No group has yet claimed responsibility for the latest killings, but the deaths fit into a year-long pattern of targeted attacks against Somali journalists. Reporters must watch for attacks from militants and criminals and know that such deaths have been met with judicial inaction in a capital city with crippled government institutions.
Residents in an area just north of Mogadishu discovered the headless dead body of Abdirahman Mohamed Ali, a 26-year-old sports writer with his hands tied behind his back on Thursday. His body also showed signs of torture. No previous killing of a journalist has involved a beheading, and the method of death could be an indication that al-Qaida-linked militants from al-Shabab were responsible.
"His decapitated body was dumped near a restaurant. We were shocked to see his severed head placed on his chest," Ahmed Abdinur, a resident in the restive Suqa Holaha area, said by phone. "We don't know who beheaded him, but our village has seen several such headless bodies before."

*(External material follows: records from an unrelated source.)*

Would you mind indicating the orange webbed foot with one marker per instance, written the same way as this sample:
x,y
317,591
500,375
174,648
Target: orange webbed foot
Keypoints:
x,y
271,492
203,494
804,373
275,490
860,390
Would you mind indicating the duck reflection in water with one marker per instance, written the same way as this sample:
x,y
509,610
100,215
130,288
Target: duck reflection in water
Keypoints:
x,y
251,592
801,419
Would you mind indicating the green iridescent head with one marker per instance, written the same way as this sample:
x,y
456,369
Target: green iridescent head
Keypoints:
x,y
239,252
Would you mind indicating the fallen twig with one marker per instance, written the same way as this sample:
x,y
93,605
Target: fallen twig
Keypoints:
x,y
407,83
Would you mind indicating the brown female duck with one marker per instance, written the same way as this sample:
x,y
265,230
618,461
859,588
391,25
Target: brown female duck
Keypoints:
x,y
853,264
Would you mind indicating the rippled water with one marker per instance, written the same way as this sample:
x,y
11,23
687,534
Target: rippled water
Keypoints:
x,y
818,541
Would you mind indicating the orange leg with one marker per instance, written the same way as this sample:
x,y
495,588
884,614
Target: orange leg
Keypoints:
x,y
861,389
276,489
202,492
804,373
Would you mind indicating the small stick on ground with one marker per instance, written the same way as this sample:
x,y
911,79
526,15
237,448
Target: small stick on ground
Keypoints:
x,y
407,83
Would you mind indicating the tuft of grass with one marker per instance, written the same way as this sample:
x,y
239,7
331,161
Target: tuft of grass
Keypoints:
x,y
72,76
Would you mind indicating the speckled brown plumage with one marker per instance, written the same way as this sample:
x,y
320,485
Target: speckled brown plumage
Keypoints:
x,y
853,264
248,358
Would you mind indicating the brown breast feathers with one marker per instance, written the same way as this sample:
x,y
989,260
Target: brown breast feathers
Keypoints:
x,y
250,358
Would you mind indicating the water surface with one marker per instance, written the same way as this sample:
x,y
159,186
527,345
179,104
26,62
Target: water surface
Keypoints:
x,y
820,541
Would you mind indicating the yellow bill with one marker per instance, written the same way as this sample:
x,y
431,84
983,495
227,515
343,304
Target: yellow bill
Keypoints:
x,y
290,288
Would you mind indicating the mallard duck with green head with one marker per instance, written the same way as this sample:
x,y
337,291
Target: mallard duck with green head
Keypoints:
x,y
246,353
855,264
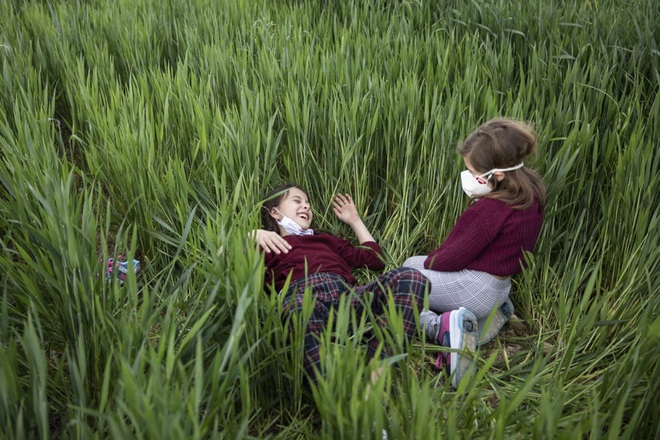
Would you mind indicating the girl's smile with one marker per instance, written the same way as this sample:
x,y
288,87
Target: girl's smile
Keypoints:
x,y
296,206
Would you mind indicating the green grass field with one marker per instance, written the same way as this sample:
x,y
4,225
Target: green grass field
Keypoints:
x,y
151,129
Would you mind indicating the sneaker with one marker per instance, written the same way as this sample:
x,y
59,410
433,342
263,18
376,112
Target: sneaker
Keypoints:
x,y
501,316
458,330
430,321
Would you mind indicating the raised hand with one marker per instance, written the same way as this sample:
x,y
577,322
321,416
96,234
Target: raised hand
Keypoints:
x,y
270,241
345,210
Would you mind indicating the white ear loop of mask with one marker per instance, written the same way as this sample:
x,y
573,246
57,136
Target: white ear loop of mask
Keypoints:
x,y
291,226
501,170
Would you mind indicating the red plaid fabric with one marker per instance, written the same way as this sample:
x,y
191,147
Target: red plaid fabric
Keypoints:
x,y
407,286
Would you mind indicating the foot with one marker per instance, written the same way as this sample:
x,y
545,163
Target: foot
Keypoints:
x,y
459,331
430,322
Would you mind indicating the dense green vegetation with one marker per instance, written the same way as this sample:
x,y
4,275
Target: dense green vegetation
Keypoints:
x,y
151,129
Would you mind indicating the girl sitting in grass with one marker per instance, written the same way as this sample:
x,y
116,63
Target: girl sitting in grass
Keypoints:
x,y
321,263
472,268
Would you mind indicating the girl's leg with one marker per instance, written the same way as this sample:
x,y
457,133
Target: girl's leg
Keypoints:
x,y
408,287
479,292
327,290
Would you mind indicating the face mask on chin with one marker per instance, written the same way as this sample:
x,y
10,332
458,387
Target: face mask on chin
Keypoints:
x,y
291,226
475,186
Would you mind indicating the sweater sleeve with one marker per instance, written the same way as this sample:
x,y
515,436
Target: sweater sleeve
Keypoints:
x,y
368,254
473,232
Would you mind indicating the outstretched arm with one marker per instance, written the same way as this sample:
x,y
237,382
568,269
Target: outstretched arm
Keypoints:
x,y
345,211
270,241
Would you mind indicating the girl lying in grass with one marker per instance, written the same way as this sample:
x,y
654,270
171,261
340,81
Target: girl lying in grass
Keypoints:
x,y
472,268
322,264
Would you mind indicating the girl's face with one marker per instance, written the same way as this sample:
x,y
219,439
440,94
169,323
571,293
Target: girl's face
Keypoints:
x,y
294,205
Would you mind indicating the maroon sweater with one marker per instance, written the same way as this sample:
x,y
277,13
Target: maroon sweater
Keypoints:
x,y
321,253
489,237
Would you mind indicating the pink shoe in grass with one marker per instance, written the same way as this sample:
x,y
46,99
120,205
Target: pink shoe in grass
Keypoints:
x,y
120,269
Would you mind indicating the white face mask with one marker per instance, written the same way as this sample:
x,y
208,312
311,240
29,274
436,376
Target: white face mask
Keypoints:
x,y
292,227
478,185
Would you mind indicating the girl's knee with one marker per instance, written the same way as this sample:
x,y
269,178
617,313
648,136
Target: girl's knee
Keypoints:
x,y
416,262
413,275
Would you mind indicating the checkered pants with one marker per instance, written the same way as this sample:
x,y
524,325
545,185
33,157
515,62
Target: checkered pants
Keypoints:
x,y
407,285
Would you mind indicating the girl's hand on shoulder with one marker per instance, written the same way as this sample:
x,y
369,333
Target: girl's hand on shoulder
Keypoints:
x,y
270,241
345,210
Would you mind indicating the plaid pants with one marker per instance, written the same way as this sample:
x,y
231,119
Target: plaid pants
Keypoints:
x,y
407,286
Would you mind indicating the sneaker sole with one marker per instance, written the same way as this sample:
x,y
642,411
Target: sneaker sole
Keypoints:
x,y
464,334
502,315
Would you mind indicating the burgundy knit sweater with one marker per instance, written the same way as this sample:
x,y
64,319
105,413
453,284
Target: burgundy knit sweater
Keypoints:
x,y
321,253
489,237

Unidentified gunmen shot and killed Ahmed Abdulahi Fanah, a 32-year-old reporter who was working for the Yemeni news agency, the Somali journalists union said Friday. He was shot and killed as he walked out of his home on the way to work, it said.
The killings have made going to work a life-and-death decision for Somali journalists. One female television journalist said she won't risk her life any longer.
"I have decided to leave the country because the time we expected would bring peace and liberty has turned into the worst we have ever seen," Sahra Abdulahi Isse said. "The death threats have increased. ... I will be leaving for Uganda for my own safety."
Most of the 15 deaths appear to have been targeted killings, though last week three journalists were killed when a suicide bomber detonated explosives in a cafe popular with journalists and politicians. The day after that attack gunmen shot and killed another journalist.
Most of the killings have taken place in areas of Mogadishu nominally under the Somali government's control. Despite government promises of prosecutions, no arrests have yet been made for any of the killings in 2012.
"The terrible killings of two more journalists within the space of 36 hours makes clear that tackling the culture of impunity surrounding such atrocities can no longer wait," said Leslie Lefkow, deputy Africa director at Human Rights Watch. "The new president should make investigating the killings a priority, today."